Internal details of memory allocators are not usually made publicly available, precisely because the intention is that they be treated as black boxes whose implementation details are subject to change. Documenting the internals (allowing them to be exploited by programmers) would defeat the purpose of the abstraction.

cudaMallocPitch() is no different in this regard, so I wouldn’t expect its implementation details to ever be documented. What you can do is reverse engineer the current behavior, which very likely differs by GPU architecture and presumably much less likely differs by CUDA version. It seems you are already successfully working along those lines, but of course the risk is that current behavior may change in the future. You may want to consider extracting relevant parameters dynamically at runtime, by performing “model allocations” with cudaMallocPitch(), and then doing all other allocations of the same size using your own allocator, with the same parameters as were chosen by cudaMallocPitch().

It is common that generic memory allocators aren’t very fast, entire companies justify their existence by offering faster replacements (I recall at least two in the CPU space). The first two rules of high-performance code (regardless of platform) in this regard are (1) create new allocations as infrequently as possible, (2) re-use existing allocations if at all possible. Have all attempts in this regard be exhausted in your application, making you progress to rule (3) build your own custom sub-allocator?

Well, creating new allocation as infrequently as possible, and re-using existting allocation would mean that we would have to re-organize and modify our existing software-framework significantly. The easiest thing would be to replace the underyling memory allocator for images, as it could be done ‘under the hood’, without significant changes in other places. Therefore, actually the only practical option for me is to replace the memory allocator.

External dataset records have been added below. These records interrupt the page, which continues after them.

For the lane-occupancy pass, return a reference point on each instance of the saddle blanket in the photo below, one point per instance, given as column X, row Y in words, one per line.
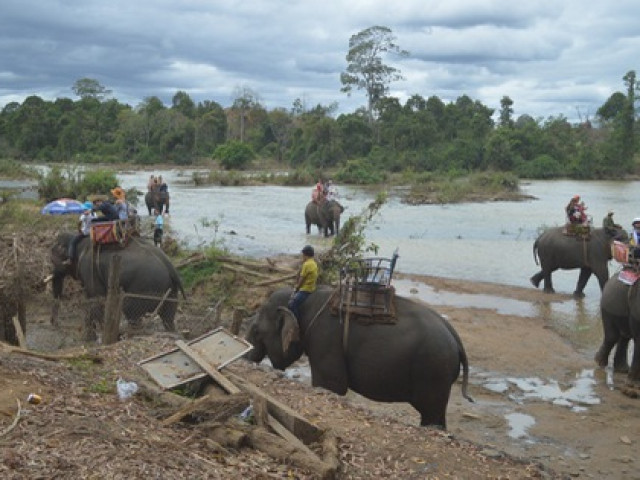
column 628, row 276
column 620, row 252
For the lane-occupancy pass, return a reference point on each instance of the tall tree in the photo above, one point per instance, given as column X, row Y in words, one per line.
column 245, row 100
column 365, row 67
column 90, row 88
column 506, row 112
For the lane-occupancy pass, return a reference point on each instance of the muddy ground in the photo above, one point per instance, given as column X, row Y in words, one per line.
column 504, row 434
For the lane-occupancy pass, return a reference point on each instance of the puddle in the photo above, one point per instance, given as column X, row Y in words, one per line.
column 425, row 293
column 519, row 423
column 579, row 395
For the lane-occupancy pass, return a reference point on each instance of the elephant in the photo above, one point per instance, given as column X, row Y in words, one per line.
column 557, row 250
column 620, row 311
column 145, row 270
column 326, row 216
column 415, row 360
column 157, row 200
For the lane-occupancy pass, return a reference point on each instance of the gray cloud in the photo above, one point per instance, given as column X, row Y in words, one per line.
column 551, row 58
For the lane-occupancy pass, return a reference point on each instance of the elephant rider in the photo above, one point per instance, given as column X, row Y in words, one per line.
column 121, row 203
column 331, row 191
column 84, row 229
column 108, row 210
column 317, row 194
column 634, row 241
column 612, row 228
column 575, row 210
column 305, row 281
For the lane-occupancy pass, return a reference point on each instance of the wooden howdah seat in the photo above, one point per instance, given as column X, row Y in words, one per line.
column 365, row 292
column 110, row 232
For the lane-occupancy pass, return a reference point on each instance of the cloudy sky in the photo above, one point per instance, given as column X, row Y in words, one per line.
column 551, row 57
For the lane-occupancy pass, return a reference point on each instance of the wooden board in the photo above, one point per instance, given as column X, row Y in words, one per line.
column 218, row 348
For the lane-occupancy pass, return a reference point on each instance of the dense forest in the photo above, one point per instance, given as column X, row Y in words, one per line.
column 423, row 134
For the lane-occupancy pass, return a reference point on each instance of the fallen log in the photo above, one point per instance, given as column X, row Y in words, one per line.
column 281, row 449
column 245, row 271
column 84, row 355
column 295, row 423
column 216, row 407
column 276, row 280
column 227, row 436
column 270, row 266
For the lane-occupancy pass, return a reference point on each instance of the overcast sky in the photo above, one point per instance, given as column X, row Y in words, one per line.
column 551, row 57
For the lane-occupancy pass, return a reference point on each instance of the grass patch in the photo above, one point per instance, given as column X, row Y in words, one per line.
column 456, row 188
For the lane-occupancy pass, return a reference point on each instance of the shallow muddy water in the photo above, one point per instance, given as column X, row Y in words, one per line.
column 490, row 242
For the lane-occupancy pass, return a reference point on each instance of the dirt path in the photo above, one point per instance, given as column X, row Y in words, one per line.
column 581, row 423
column 538, row 399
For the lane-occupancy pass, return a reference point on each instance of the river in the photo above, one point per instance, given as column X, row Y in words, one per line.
column 490, row 242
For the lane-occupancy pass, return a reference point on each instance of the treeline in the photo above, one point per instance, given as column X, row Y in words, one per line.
column 421, row 135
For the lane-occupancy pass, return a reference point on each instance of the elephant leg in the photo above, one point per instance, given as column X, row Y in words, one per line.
column 93, row 319
column 620, row 362
column 602, row 355
column 548, row 284
column 432, row 405
column 585, row 274
column 168, row 313
column 536, row 279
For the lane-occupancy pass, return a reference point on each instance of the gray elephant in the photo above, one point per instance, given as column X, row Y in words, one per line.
column 620, row 310
column 415, row 360
column 144, row 270
column 326, row 216
column 157, row 200
column 556, row 250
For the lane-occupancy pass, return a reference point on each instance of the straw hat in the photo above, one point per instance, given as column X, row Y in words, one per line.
column 118, row 193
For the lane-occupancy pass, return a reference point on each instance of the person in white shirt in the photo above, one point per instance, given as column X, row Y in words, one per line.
column 84, row 229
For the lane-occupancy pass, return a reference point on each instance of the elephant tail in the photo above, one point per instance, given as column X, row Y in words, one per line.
column 462, row 354
column 465, row 373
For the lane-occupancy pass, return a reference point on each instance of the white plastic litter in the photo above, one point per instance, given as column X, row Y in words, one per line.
column 126, row 389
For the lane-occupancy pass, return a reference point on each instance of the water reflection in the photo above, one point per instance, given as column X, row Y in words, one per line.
column 490, row 242
column 519, row 423
column 427, row 294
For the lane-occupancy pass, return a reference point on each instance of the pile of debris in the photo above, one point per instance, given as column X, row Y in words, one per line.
column 24, row 265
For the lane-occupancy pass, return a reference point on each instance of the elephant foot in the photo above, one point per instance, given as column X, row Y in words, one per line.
column 601, row 360
column 621, row 368
column 631, row 390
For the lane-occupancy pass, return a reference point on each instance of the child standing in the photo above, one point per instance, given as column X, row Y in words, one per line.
column 159, row 226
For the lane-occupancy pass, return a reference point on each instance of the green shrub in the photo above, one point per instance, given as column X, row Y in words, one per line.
column 541, row 167
column 234, row 155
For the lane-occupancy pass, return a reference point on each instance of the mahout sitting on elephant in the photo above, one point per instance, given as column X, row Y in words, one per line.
column 556, row 250
column 325, row 215
column 145, row 270
column 620, row 311
column 157, row 200
column 415, row 360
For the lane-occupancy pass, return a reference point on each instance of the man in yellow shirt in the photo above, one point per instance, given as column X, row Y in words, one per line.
column 306, row 280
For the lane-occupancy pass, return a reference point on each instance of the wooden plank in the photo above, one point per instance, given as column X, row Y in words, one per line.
column 219, row 377
column 291, row 420
column 290, row 437
column 22, row 342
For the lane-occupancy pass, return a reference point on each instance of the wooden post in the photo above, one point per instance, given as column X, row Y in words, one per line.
column 236, row 322
column 213, row 372
column 111, row 328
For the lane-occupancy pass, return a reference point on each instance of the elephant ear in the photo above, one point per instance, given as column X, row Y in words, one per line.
column 290, row 331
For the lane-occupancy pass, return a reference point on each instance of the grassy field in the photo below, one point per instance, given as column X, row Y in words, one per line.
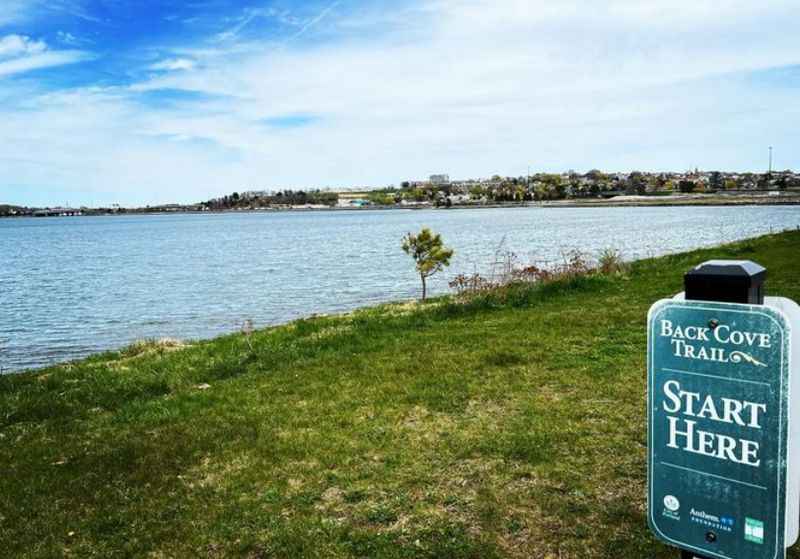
column 512, row 426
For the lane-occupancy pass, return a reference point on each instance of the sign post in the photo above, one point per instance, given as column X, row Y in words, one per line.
column 723, row 434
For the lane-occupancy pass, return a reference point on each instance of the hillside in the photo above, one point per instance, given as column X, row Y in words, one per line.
column 509, row 427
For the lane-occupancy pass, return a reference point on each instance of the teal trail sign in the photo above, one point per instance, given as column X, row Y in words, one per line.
column 718, row 408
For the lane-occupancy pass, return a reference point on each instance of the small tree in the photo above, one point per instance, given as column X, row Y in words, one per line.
column 429, row 254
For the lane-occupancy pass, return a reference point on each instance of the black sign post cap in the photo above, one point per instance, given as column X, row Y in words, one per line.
column 728, row 281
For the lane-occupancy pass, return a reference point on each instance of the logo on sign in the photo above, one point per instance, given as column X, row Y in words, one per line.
column 753, row 530
column 671, row 503
column 686, row 342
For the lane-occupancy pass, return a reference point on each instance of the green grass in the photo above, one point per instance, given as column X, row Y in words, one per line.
column 512, row 426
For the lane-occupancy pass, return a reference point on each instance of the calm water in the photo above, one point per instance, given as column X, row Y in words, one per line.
column 73, row 286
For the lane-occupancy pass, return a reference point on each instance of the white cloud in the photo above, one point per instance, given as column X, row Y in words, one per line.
column 19, row 54
column 19, row 45
column 469, row 87
column 174, row 64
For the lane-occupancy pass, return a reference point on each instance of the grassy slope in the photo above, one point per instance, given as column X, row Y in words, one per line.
column 514, row 429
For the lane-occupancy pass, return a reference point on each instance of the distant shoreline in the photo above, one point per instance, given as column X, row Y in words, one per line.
column 619, row 201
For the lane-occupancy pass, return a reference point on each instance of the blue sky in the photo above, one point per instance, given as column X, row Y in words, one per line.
column 150, row 101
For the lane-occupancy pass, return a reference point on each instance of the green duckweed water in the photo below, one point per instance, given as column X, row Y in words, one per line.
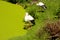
column 11, row 20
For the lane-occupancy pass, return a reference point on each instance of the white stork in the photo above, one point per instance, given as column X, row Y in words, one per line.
column 41, row 4
column 29, row 18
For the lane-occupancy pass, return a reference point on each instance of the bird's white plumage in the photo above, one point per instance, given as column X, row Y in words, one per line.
column 28, row 17
column 40, row 4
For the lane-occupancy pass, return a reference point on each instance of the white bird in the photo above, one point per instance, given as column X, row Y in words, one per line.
column 28, row 17
column 41, row 4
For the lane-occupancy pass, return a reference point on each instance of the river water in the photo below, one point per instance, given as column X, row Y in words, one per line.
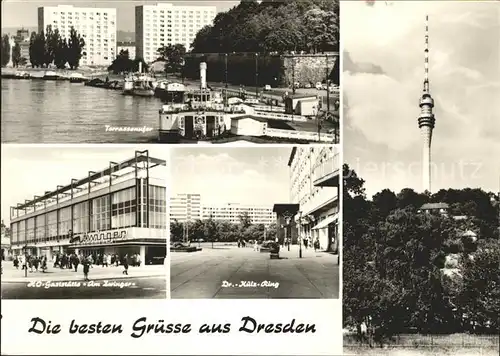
column 39, row 111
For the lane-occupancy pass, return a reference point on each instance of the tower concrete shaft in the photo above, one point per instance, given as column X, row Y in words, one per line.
column 426, row 120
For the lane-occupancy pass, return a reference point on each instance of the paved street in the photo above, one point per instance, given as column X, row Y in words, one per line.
column 106, row 282
column 231, row 272
column 124, row 288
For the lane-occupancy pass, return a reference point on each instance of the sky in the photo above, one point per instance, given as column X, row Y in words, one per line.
column 257, row 176
column 383, row 85
column 29, row 171
column 24, row 13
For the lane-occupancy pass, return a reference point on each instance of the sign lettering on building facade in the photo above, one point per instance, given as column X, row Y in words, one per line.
column 103, row 237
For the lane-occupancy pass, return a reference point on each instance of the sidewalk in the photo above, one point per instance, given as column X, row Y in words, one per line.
column 12, row 275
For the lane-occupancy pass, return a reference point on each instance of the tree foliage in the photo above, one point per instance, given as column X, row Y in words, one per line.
column 283, row 26
column 174, row 57
column 48, row 47
column 395, row 257
column 124, row 64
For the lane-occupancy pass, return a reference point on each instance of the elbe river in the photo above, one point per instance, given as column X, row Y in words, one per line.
column 40, row 111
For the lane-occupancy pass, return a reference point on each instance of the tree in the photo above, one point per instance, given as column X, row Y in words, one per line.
column 176, row 230
column 135, row 65
column 16, row 55
column 408, row 197
column 76, row 43
column 37, row 49
column 122, row 63
column 309, row 25
column 5, row 50
column 174, row 56
column 478, row 294
column 384, row 202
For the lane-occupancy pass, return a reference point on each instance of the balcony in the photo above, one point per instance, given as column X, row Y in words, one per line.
column 327, row 173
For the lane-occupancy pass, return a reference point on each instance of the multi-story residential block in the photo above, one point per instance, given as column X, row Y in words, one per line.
column 126, row 46
column 232, row 211
column 96, row 25
column 166, row 24
column 314, row 186
column 185, row 207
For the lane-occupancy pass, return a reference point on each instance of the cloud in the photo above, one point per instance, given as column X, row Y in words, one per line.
column 382, row 109
column 353, row 68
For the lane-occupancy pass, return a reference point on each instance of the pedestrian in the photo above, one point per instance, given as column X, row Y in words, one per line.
column 139, row 260
column 44, row 264
column 316, row 245
column 86, row 269
column 76, row 262
column 36, row 263
column 125, row 264
column 104, row 260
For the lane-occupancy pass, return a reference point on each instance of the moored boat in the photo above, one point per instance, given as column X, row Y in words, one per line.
column 50, row 75
column 172, row 93
column 77, row 78
column 22, row 75
column 140, row 85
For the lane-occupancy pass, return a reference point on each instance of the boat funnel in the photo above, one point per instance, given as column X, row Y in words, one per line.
column 203, row 75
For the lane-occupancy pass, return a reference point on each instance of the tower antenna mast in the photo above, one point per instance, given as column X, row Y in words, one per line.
column 426, row 120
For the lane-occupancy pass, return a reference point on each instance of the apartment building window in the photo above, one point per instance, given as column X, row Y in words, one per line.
column 40, row 227
column 22, row 232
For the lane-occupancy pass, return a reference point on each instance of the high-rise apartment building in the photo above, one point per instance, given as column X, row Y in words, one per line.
column 314, row 185
column 185, row 207
column 232, row 211
column 166, row 24
column 96, row 25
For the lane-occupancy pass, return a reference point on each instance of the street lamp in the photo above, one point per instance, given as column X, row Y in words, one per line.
column 327, row 86
column 287, row 216
column 300, row 237
column 256, row 75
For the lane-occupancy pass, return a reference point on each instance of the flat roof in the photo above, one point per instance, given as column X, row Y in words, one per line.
column 141, row 156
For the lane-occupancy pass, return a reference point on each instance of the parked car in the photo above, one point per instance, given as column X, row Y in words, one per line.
column 266, row 246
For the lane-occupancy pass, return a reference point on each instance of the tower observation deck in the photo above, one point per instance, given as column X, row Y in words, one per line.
column 426, row 120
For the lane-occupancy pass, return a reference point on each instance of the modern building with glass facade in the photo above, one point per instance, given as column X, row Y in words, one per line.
column 118, row 210
column 314, row 186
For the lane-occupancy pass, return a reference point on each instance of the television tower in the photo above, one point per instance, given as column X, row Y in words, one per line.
column 426, row 118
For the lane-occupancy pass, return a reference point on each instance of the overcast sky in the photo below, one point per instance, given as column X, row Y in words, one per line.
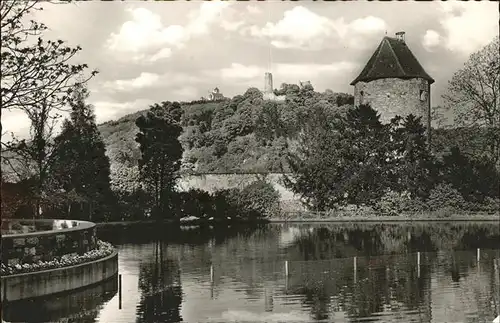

Regarding the performance implications of my envisioned strategy (3) (using the alignment requirements specified for textures), I feel that any performance degradation will likely not by really significant for recent-generation (e.g. CC >= 3.0) GPUs because the coalasecing rules are more relaxed on recent GPUs. Also the posting points in this direction.

Kind of funny how refactoring is usually considered a good strategy – for other people’s code :-) But seriously, if performance matters to this code, being mindful of memory allocations would be a good long-term strategy, independent of any GPU acceleration.

If you find that specific kinds of memory allocations are particularly slow, you might want to consider filing a bug with NVIDIA.

As njuffa said already, if you’re looking for a specification of these items, I don’t think you’ll find it. You can arrive at experimental answers of course. Such answers may change depending on various factors. Those factors and specifications are not spelled out AFAIK, so the only option you have to determine what pitch will be returned for a specific allocation by cudaMallocPitch is to run the function call in the desired setting.

It’s understood that you have a use case for which this is non-optimal. If you desire changes in the functionality provided by CUDA or the CUDA documentation, you can file a bug at - this is effectively an “RFE” or request for enhancement.